HLE测评LLM

下面是一版单文件、可直接跑的 Python 测评代码 。它兼容 OpenAI-compatible API,支持:

  • 拉取 cais/hle
  • 批量请求模型
  • 保存预测结果
  • 可选用 judge model 做判分
  • 输出 accuracy 和 calibration error

python 复制代码
# hle_eval_single.py
# -*- coding: utf-8 -*-

import os
import re
import json
import math
import time
import copy
import argparse
import asyncio
from typing import Any, Dict, List, Optional, Tuple

import numpy as np
from datasets import load_dataset
from openai import AsyncOpenAI
from tqdm.asyncio import tqdm_asyncio


SYSTEM_PROMPT = """Your response should be in the following format:
Explanation: {your explanation for your answer choice}
Answer: {your chosen answer}
Confidence: {your confidence score between 0% and 100% for your answer}
"""

JUDGE_PROMPT = """Judge whether the following [response] to [question] is correct or not based on the precise and unambiguous [correct_answer] below.

[question]:
{question}

[response]:
{response}

Your judgement must be a JSON object with the following keys:
- extracted_final_answer: The final exact answer extracted from [response]. Put "None" if there is no exact final answer.
- reasoning: Explain only whether the extracted_final_answer matches [correct_answer]. Do not solve the question again.
- correct: "yes" if extracted_final_answer matches [correct_answer], or is within a small margin of error for numerical problems. Otherwise "no".
- confidence: The extracted confidence score between 0 and 100 from [response]. Put 100 if there is no confidence score available.

[correct_answer]:
{correct_answer}
"""


def normalize_text(s: Optional[str]) -> str:
    if s is None:
        return ""
    s = str(s).strip().lower()
    s = s.replace("%", "%")
    s = re.sub(r"\s+", " ", s)
    return s


def normalize_answer_for_match(s: Optional[str]) -> str:
    s = normalize_text(s)
    s = s.strip(" .,:;!?'\"()[]{}")
    return s


def extract_answer_and_confidence(response_text: str) -> Tuple[str, int]:
    """
    从模型输出中提取:
    - Answer: ...
    - Confidence: ...
    """
    answer = ""
    confidence = 100

    # 提取 Answer
    m_answer = re.search(
        r"(?im)^\s*answer\s*:\s*(.+?)\s*$",
        response_text,
    )
    if m_answer:
        answer = m_answer.group(1).strip()
    else:
        # 兜底:取最后一行
        lines = [x.strip() for x in response_text.splitlines() if x.strip()]
        if lines:
            answer = lines[-1]

    # 提取 Confidence
    m_conf = re.search(
        r"(?im)^\s*confidence\s*:\s*([0-9]{1,3})(?:\s*%|\b)",
        response_text,
    )
    if m_conf:
        confidence = int(m_conf.group(1))
        confidence = max(0, min(100, confidence))
    else:
        # 再兜底搜全文
        m_conf2 = re.search(r"([0-9]{1,3})\s*%", response_text)
        if m_conf2:
            confidence = int(m_conf2.group(1))
            confidence = max(0, min(100, confidence))

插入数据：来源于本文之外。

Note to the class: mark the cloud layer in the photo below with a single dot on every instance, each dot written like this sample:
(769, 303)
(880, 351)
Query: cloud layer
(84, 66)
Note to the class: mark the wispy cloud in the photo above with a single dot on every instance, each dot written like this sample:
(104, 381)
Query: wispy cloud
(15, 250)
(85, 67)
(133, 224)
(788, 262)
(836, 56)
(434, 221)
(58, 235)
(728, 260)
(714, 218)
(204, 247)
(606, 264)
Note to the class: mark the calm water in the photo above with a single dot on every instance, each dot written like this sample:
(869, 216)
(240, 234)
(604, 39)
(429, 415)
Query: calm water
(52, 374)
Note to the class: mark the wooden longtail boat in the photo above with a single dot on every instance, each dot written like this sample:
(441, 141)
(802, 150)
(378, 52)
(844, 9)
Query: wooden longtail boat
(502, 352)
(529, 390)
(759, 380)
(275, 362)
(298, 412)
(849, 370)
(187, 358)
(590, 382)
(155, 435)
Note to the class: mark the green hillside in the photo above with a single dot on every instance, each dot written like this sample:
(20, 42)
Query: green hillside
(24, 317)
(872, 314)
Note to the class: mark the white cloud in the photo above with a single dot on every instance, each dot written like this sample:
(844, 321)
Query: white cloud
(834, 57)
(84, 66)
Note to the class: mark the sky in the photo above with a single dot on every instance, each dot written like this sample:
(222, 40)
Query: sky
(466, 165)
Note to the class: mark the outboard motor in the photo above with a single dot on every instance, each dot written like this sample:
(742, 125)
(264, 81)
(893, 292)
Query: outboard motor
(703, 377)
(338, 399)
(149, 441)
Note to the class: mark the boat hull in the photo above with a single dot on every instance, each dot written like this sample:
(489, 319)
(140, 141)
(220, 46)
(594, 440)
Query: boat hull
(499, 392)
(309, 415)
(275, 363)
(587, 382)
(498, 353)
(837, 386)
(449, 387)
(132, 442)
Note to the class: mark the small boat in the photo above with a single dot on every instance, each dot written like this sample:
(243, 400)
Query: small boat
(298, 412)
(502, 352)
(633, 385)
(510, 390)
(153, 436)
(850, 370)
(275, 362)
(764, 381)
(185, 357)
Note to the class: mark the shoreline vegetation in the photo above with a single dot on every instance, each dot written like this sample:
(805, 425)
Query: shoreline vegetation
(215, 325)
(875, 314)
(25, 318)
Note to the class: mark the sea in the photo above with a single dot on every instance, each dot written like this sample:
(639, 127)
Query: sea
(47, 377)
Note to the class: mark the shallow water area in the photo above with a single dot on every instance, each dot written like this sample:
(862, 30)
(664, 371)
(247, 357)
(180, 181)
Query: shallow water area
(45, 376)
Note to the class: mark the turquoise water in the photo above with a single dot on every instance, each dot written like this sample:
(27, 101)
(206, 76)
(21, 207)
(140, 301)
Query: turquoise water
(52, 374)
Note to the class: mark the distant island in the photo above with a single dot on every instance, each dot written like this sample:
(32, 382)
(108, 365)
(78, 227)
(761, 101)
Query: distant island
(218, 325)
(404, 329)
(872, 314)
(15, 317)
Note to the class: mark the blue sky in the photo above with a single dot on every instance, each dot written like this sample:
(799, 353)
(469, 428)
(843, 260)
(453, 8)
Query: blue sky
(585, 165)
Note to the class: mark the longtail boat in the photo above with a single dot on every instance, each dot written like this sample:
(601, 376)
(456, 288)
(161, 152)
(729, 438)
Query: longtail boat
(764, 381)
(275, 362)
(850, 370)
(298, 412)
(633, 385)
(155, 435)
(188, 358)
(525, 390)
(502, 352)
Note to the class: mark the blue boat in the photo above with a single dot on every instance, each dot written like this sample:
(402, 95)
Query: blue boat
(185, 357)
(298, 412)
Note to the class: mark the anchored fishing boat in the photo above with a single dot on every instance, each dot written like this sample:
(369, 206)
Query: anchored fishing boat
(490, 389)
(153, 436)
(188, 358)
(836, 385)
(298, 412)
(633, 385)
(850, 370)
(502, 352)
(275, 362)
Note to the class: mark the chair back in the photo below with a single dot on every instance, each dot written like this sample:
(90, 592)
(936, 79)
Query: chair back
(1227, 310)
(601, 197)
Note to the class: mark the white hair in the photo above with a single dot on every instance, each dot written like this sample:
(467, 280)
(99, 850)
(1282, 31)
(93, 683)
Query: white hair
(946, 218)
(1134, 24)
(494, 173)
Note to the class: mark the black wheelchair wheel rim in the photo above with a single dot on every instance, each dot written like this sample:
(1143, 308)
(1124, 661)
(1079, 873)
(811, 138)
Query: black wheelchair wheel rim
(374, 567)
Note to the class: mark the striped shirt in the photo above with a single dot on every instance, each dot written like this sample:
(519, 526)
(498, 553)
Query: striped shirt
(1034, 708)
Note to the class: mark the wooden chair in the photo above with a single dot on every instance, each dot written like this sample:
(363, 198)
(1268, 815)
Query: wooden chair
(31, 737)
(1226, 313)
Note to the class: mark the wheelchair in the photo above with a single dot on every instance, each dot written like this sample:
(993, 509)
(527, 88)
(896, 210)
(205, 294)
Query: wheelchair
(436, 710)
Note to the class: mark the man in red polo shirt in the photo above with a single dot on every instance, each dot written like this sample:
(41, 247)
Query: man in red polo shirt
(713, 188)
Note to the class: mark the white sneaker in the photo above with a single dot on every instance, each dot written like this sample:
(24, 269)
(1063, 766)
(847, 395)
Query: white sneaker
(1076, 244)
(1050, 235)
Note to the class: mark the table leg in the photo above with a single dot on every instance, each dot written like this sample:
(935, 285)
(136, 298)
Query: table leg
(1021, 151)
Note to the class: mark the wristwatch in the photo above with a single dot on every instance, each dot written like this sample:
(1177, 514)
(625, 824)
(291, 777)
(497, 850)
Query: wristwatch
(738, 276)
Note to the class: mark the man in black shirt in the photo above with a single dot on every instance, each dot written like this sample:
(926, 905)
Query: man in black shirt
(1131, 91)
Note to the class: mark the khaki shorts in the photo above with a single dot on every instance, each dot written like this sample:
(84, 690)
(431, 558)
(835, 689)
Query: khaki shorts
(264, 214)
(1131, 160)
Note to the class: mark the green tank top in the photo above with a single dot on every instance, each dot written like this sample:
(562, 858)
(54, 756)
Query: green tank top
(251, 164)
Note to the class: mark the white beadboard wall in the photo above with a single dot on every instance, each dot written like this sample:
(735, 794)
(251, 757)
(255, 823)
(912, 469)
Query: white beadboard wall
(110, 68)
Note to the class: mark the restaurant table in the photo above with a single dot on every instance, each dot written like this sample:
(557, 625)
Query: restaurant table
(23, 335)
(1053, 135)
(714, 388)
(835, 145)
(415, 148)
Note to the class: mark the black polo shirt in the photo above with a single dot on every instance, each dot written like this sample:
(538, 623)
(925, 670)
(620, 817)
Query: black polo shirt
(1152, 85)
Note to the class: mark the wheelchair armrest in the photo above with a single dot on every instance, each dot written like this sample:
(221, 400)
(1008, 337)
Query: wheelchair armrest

    return answer, confidence


def try_mcq_match(pred_answer: str, gold_answer: str, sample: Dict[str, Any]) -> bool:
    """
    对多选题做一个较宽松的本地匹配:
    1) 直接和 gold answer 对比
    2) 如果 pred 是 A/B/C/D,而 gold 是选项全文,则尝试映射
    """
    pa = normalize_answer_for_match(pred_answer)
    ga = normalize_answer_for_match(gold_answer)

    if pa == ga:
        return True

    # 常见 letter 形式
    pa_letter = None
    m = re.match(r"^\(?([a-z])\)?(?:[.:)\- ]|$)", pa)
    if m:
        pa_letter = m.group(1).upper()
    elif len(pa) == 1 and pa.isalpha():
        pa_letter = pa.upper()

    # 尝试读取选项字段
    options = None
    for key in ["options", "choices", "answer_choices", "candidate_answers"]:
        if key in sample and sample[key]:
            options = sample[key]
            break

    if options and pa_letter:
        # 支持 list[str] 或 dict
        if isinstance(options, list):
            idx = ord(pa_letter) - ord("A")
            if 0 <= idx < len(options):
                opt_text = normalize_answer_for_match(str(options[idx]))
                if opt_text == ga:
                    return True
        elif isinstance(options, dict):
            # 例如 {"A": "...", "B": "..."}
            if pa_letter in options:
                opt_text = normalize_answer_for_match(str(options[pa_letter]))
                if opt_text == ga:
                    return True

    return False


def calib_err(confidence: np.ndarray, correct: np.ndarray, p: str = "2", beta: int = 100) -> float:
    """
    与官方 judge 脚本同风格的 calibration error 计算。
    """
    if len(confidence) == 0:
        return 0.0
    idxs = np.argsort(confidence)
    confidence = confidence[idxs]
    correct = correct[idxs]

    if len(confidence) < beta:
        beta = max(1, len(confidence))

    bins = [[i * beta, (i + 1) * beta] for i in range(max(1, len(confidence) // beta))]
    bins[-1] = [bins[-1][0], len(confidence)]

    cerr = 0.0
    total_examples = len(confidence)

    for i in range(len(bins)):
        start, end = bins[i]
        bin_confidence = confidence[start:end]
        bin_correct = correct[start:end]
        num_examples_in_bin = len(bin_confidence)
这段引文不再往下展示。